Super Micro stock sees nearly 30% weekly loss as AI server competition mounts.

Super Micro (SMCI) stock plunged more than 26% this week, extending the stock’s long streak of volatility as investors weigh the company’s AI-fueled growth against questionable accounting practices, growing competition, and macroeconomic uncertainties.
Super Micro stock’s drop partly erased gains from a three-week rally beginning at the start of February. That rally was fueled by the server maker’s ambitious long-term revenue outlook and investors’ optimism that the company would mitigate the risk of a Nasdaq delisting by submitting its delayed filings to the US Securities and Exchange Commission.

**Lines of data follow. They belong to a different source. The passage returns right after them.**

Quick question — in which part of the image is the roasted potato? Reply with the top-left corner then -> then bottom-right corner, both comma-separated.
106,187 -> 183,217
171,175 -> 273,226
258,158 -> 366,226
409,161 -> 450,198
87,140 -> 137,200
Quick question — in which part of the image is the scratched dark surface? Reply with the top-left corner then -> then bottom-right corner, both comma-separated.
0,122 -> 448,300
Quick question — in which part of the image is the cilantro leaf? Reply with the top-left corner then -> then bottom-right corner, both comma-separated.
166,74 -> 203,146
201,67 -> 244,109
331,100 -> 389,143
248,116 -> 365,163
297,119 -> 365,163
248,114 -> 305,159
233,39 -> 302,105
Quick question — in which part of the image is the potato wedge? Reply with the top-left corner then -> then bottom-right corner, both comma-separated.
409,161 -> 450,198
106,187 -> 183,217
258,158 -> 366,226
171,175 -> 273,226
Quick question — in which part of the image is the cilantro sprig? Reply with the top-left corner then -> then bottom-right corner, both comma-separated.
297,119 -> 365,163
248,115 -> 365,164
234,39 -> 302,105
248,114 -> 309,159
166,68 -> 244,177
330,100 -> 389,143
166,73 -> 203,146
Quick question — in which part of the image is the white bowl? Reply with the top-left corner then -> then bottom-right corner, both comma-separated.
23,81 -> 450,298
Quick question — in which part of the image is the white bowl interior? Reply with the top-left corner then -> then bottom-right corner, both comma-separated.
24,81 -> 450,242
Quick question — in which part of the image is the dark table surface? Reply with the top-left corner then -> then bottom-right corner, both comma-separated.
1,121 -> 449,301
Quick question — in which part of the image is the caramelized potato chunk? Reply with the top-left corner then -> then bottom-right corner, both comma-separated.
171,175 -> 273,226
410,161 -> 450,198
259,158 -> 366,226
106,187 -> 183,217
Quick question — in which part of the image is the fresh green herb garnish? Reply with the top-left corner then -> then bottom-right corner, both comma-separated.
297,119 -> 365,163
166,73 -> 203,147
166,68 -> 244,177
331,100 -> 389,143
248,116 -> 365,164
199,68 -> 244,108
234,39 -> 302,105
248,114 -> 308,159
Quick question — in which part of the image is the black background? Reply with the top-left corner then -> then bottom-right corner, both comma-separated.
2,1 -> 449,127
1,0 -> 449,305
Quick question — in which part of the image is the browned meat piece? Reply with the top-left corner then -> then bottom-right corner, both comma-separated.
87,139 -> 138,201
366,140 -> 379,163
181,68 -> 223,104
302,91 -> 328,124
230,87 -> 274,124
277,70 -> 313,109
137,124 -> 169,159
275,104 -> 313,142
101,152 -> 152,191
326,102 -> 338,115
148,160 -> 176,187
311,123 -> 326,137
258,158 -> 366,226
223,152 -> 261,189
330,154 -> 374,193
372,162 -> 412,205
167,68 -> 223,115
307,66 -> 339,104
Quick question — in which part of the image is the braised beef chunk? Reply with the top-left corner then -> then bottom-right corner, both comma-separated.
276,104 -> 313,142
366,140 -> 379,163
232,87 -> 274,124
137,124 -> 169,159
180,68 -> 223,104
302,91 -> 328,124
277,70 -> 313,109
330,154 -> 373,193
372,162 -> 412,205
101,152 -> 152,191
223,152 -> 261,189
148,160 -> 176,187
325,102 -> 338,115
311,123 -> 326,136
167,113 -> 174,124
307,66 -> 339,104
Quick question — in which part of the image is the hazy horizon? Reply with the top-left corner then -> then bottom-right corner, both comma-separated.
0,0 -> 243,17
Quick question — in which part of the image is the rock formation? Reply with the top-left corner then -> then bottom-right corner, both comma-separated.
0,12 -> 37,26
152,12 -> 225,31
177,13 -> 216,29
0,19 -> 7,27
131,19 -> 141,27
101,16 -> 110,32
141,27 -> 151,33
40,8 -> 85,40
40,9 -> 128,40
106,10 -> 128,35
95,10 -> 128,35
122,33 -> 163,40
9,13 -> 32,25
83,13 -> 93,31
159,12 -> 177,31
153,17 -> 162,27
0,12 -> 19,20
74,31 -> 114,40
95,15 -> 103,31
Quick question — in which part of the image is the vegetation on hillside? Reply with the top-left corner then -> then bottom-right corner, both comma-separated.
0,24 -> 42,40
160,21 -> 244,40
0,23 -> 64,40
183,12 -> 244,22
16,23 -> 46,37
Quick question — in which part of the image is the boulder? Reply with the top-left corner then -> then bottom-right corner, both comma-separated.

Super Micro Computer makes massive server racks designed by Nvidia (NVDA) using the chipmaker’s GPUs (graphics processing units, or AI chips) for data centers, and that hardware is necessary to train and run artificial intelligence models. The company was part of a group of leading AI-themed stocks that thrived as artificial intelligence went mainstream following the launch of ChatGPT.
That’s because Super Micro was an early mover in the burgeoning market for AI servers, Wedbush analyst Matthew Bryson told Yahoo Finance. The company partnered with Meta (META) to make the large-scale GPU servers that powered its first AI Research SuperCluster before ChatGPT debuted, Bryson said.
But a Hindenburg report in August accused the server maker of accounting violations, and the fallout from the report — Super Micro faced an investigation from the US Department of Justice and its accountant resigned — rocked the stock, with shares dropping roughly 24% from the time the accusations were released through the end of 2024.